Avocado on toast-eating, expensive coffee-buying, know-nothing millennials – that’s the impression we are given by some about the ‘younger generation’. So surely they couldn’t change a tyre or put a bed together?
In fact, research from the Federation of Master Builders (FMB) found that more than half of us think millennials are rubbish at doing practical jobs around the house.
And, even though nearly 60% of Brits think that millennials are amateurs when it comes to DIY, the survey of over 2,000 people carried out by FMB reveals that plenty have turned their hands to a wide range tasks.
Here are the top 10 jobs 18-34 year olds have completed:
1) 70% have defrosted a freezer;
2) 66% have hung picture or photo frames on a wall;
3) 63% have put together flat-pack furniture;
4) 58% have painted a wall or piece of furniture;
5) 57% have hung curtains;
6) 49% have watched a DIY 'how to' video;
7) 48% have sewn a button;
8) 44% have bled a radiator;
9) 43% have changed a fuse in a plug;
10) 36% have put up a shelf.
Andy, who works for me, is a fully-fledged millennial at the age of 27. He has recently purchased his first home and has therefore been indulging in all sorts of tasks some may have though him incapable of! Here’s what he has to say:
“Since moving into my house in March I’ve certainly sharpened up my practical skills. I’ve been hanging mirrors, tearing up floorboards, putting up coat racks and just recently assembled some garden furniture, despite the indecipherable instructions. I think it’s a fallacy that so-called millennials are useless around the home, like with any generation some people are better at certain tasks than others – being born in the 80s or 90s does not give somebody an allergy to putting up a shelf!”

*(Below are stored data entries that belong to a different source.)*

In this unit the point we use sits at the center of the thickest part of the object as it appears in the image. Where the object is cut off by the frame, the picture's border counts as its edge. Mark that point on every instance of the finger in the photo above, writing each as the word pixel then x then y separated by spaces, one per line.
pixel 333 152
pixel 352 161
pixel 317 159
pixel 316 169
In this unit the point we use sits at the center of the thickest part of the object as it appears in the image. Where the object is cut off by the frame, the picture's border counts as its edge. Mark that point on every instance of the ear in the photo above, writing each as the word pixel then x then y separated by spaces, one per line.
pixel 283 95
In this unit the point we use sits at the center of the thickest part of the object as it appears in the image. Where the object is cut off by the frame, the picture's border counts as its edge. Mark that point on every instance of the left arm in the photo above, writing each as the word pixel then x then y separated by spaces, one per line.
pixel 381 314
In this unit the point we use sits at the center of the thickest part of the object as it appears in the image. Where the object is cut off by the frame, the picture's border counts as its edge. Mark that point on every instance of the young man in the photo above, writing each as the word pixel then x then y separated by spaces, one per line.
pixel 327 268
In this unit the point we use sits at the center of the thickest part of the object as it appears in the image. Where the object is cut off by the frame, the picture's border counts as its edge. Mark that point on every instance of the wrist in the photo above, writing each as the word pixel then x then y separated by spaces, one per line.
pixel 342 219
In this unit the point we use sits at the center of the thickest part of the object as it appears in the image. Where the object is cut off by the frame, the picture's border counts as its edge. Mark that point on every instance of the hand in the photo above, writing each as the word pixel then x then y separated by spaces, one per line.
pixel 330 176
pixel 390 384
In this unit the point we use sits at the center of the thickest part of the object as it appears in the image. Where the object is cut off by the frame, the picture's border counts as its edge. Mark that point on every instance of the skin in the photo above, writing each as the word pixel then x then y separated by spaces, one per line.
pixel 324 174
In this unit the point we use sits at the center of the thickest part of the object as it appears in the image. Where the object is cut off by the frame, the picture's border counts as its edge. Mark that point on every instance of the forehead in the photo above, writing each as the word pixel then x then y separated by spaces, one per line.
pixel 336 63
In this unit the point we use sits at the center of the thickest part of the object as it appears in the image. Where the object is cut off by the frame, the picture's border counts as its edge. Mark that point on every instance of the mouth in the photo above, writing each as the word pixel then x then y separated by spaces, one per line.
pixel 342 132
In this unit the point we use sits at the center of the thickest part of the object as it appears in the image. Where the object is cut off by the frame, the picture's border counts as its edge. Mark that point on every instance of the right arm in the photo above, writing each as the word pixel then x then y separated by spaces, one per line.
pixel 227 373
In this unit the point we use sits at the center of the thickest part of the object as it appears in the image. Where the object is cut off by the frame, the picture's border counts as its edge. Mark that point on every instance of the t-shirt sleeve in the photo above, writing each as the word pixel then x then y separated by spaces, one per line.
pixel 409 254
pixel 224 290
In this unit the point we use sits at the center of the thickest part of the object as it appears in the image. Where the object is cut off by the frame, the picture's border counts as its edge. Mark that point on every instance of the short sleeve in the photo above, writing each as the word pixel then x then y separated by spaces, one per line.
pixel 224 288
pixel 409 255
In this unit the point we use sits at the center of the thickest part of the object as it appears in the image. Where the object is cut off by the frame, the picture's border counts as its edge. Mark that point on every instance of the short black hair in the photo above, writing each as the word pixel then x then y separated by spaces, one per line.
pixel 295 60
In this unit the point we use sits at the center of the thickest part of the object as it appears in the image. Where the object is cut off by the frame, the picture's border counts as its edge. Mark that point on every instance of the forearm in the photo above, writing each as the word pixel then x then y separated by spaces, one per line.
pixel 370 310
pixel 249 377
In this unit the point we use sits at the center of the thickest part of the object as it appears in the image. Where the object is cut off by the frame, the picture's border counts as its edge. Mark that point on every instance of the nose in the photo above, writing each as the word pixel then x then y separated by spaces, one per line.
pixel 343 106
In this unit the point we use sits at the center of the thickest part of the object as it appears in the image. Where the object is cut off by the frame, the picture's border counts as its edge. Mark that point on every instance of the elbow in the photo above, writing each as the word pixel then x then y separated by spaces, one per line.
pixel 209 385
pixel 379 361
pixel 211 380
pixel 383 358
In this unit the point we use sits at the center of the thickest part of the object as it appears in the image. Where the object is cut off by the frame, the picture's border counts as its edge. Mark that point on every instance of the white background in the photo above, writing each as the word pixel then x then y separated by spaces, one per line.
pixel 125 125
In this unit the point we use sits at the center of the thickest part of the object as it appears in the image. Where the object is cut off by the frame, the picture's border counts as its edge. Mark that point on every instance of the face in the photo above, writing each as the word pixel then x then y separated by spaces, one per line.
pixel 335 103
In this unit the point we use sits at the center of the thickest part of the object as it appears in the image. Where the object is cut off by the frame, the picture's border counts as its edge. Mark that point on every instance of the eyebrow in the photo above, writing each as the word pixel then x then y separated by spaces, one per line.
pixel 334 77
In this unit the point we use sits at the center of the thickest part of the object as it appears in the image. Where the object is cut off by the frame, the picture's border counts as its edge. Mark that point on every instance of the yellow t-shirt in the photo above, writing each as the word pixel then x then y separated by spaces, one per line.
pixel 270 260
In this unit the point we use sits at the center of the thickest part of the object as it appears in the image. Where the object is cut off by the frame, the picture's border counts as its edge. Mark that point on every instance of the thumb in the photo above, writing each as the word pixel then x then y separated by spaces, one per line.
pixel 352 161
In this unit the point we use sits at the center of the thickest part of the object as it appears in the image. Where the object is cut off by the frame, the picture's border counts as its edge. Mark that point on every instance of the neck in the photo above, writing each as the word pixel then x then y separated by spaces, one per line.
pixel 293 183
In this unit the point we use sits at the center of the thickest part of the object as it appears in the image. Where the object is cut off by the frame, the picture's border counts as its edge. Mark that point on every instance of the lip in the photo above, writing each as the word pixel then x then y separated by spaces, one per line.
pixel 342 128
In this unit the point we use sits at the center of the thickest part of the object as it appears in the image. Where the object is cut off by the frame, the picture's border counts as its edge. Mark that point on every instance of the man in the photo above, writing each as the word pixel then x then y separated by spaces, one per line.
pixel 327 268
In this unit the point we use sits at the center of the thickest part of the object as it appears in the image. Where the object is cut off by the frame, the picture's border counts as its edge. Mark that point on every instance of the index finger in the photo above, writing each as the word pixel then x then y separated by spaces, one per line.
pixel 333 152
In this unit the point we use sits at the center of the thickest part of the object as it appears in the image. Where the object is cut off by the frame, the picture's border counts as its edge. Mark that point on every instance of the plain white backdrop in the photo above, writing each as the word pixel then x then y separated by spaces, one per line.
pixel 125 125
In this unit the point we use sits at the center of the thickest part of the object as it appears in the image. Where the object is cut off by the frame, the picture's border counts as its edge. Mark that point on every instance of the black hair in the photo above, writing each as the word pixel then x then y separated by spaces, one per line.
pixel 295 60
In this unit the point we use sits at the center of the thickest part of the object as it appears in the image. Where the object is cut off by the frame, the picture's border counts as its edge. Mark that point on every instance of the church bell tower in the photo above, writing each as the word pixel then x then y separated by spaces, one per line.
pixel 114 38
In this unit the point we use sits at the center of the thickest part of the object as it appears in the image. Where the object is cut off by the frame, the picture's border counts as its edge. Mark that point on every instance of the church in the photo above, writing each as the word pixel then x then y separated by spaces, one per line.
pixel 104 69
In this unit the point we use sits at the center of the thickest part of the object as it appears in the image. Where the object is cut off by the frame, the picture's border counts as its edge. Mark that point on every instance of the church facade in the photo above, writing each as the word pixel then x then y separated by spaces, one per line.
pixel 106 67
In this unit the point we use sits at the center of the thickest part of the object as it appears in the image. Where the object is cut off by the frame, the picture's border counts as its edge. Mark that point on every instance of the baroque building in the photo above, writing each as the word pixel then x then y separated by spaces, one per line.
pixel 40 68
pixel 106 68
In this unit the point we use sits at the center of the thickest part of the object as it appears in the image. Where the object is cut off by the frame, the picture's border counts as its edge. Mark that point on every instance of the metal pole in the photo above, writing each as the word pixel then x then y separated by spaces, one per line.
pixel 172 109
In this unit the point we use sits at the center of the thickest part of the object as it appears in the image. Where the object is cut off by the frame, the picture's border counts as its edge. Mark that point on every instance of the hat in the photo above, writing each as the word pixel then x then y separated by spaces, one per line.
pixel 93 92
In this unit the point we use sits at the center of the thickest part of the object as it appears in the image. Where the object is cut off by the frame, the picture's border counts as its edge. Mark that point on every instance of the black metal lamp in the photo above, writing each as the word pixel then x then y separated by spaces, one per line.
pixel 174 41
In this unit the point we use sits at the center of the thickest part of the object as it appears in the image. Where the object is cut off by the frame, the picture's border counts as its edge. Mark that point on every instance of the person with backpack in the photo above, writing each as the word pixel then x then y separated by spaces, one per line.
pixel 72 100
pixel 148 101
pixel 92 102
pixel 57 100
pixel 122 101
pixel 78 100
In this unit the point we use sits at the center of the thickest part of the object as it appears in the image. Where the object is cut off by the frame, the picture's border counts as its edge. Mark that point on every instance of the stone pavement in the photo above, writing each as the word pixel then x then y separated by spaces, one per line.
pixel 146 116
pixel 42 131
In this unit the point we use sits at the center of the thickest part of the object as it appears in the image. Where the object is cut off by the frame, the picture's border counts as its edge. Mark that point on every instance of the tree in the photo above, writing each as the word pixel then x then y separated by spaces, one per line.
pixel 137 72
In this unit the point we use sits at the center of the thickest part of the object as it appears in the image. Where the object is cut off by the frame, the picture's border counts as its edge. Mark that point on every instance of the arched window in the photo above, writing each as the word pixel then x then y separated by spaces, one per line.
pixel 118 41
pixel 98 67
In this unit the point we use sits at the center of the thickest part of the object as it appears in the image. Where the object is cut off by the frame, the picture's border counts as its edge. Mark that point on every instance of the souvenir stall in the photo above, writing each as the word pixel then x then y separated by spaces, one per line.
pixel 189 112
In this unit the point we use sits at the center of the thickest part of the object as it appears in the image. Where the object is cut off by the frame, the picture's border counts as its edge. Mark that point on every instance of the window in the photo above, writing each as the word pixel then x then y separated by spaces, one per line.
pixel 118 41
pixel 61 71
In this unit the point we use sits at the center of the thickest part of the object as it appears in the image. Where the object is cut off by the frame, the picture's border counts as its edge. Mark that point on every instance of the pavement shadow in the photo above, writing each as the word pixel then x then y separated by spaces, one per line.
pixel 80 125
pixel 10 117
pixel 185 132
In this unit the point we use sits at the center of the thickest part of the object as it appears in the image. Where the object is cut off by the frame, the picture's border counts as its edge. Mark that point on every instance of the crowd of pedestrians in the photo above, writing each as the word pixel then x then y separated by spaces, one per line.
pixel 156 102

Commenting on the research, Brian Berry, chief executive of the FMB, said: “Society is wrong to assume that the technical know-how of your typical millennial begins and ends with their smart phone. Well over half of Brits think that those aged 18-34 fall short when it comes to carrying out hands-on tasks around the home. There’s a popular misconception that most young people rely on their parents to complete jobs around the house for them – either through a lack of interest or a lack of ability, or both. However, our research shows that millennials are handier than many give them credit for. Two thirds of young people have hung picture or photo frames on the wall and nearly as many have put together flat-pack furniture and painted something. It’s particularly impressive that half of all young people have been proactive enough to watch a DIY ‘how to’ online video rather than waiting for someone they know to show them or complete the task on their behalf.”
Berry concluded: “Although we applaud young people for getting stuck in, it’s important that all generations know their limits when it comes to DIY and home improvements. It’s one thing bleeding a radiator and quite another attempting to knock down a wall or removing a structural beam. Our advice is to refrain from undertaking tasks that are better performed by a professional builder.”